Apply Process Builders

AI Audit Trails at Scale

7 min Grayson Campbell 15 Feb 2026
In this guide
  • What an AI audit trail must capture beyond traditional logging
  • Schema design for high-volume, queryable audit records
  • Strategies for balancing write throughput with query performance
  • How audit trails support debugging, compliance, and continuous improvement
7 min

When an AI workflow makes a decision - classifying an email, routing a lead, updating a CRM record - someone will eventually ask: "Why did it do that?" Your audit trail needs to answer that question completely, quickly, and at any scale.
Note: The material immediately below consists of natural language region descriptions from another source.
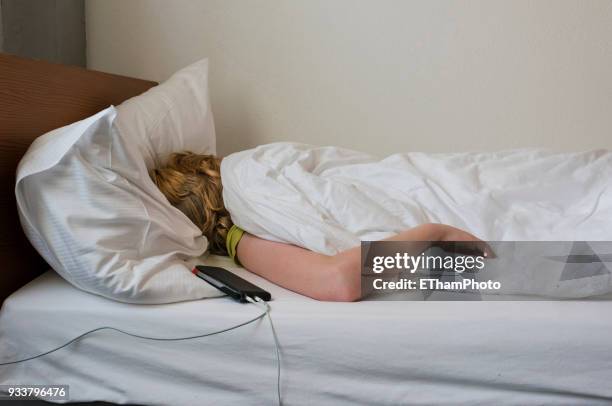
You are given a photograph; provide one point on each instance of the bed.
(371, 352)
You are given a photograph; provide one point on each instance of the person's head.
(192, 184)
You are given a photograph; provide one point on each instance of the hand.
(471, 243)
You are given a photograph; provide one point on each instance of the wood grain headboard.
(36, 97)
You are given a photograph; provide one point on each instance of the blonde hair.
(192, 184)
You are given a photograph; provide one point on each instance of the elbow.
(343, 282)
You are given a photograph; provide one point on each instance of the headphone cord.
(257, 301)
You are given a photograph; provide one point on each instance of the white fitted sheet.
(534, 352)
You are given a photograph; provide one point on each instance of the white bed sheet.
(384, 353)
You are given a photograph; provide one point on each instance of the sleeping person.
(295, 214)
(193, 184)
This guide covers how to design audit systems that capture the full context of AI decisions, handle high-volume write loads, and remain queryable for debugging and compliance.

What AI Audit Trails Must Capture

Traditional application logs capture what happened: "Record X was updated at time T by user U." AI audit trails must also capture why it happened and what the AI considered when making the decision.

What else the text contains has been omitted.